Tuesday, September 10, 2013

Budget Small(ish) Web Browser Box

I wanted a small box to sit in the corner as basically nothing more than a web browser. Since mITX parts were so difficult to source locally, I went the smallest mATX case I could find.

Here is the parts list:
  • CPU: AMD A4-5300 $55
  • Mobo: Asus F2A55M-LK-Plus $49
  • RAM: 1x4GB 1600 (already had)
  • SSD: Plextor M5S 128GB $89
  • Case: Coolermaster RC361 $49
  • PSU: Corsair VS450 $49
  • KB/Mouse: USB combo (already had)

Total: $291 (would have been about $350 if I didn't have RAM/KB/mouse already).

Some happy snaps:

The motherboard, fresh out of the box. Notice how it captures the light...(because of my crappy photography)

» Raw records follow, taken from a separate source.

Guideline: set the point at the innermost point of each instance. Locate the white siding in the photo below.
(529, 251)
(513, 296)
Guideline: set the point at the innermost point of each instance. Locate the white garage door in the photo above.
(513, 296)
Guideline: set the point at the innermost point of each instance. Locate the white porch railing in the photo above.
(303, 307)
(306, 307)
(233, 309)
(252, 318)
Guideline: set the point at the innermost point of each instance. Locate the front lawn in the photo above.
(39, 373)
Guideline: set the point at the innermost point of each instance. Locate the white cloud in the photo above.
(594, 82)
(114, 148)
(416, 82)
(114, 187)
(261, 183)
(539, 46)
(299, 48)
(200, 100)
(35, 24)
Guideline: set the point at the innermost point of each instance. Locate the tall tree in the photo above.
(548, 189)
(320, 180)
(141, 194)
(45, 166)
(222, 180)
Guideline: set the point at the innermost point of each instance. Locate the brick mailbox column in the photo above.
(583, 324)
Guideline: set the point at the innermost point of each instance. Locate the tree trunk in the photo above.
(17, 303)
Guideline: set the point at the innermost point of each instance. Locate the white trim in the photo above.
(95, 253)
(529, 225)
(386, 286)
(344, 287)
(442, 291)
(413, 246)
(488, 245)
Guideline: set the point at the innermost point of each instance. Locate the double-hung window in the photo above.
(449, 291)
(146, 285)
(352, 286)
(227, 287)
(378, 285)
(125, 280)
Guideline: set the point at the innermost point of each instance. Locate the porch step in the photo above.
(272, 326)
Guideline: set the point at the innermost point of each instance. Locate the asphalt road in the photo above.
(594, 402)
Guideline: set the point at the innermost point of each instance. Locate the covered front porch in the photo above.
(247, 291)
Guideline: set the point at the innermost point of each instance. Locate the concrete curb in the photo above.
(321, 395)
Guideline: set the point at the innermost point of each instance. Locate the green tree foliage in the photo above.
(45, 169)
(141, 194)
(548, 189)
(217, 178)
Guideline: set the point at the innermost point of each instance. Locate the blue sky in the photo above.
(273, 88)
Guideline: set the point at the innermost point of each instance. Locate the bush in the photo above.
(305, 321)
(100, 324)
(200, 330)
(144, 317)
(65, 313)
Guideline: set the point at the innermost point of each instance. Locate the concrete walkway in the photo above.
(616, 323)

The motherboard was fairly low end, but was a good price so I grabbed it. It doesn't have a USB 3 header of SATA 3, but since the build didn't need either, it filled the requirements.

CPU, pins pins pins

Motherboard with RAM, CPU and HSF mounted

Mounting the AMD HSF was straightforward: stick it on the CPU and clip it into place. Easier than Intel's "four pins" mechanism, which takes a little getting used to.

The empty case

The Coolermaster RC361 is about the smallest micro-ATX case I could source locally. It's a "sideways" mini tower, so can stand upright or on its side. For a case that cost less than $50, it's not too bad.

Case with the power supply (tucked away, unusually, in the front of the case)

Mounting the power supply was fairly tricky, and given its unusual location, there's no way to turn the PSU on or off without pulling the front of the case off (which, unlike some cases, came off easily). I don't think access to the PSU switch will prove too much of a problem for my uses. The case also has no place to mount an SSD. Since I didn't have a mounting kit, I just taped it to the bottom of the case. The RC361 does come with a comprehensive set of extra screws and cable ties.

The completed build. SSD isn't visible because it's taped to the bottom of the case

Installed Kubuntu 13.04, it worked really well. The AMD A4-5300 (with proprietary Catalyst drivers installed) will even play some games at a reasonable level (if with low settings).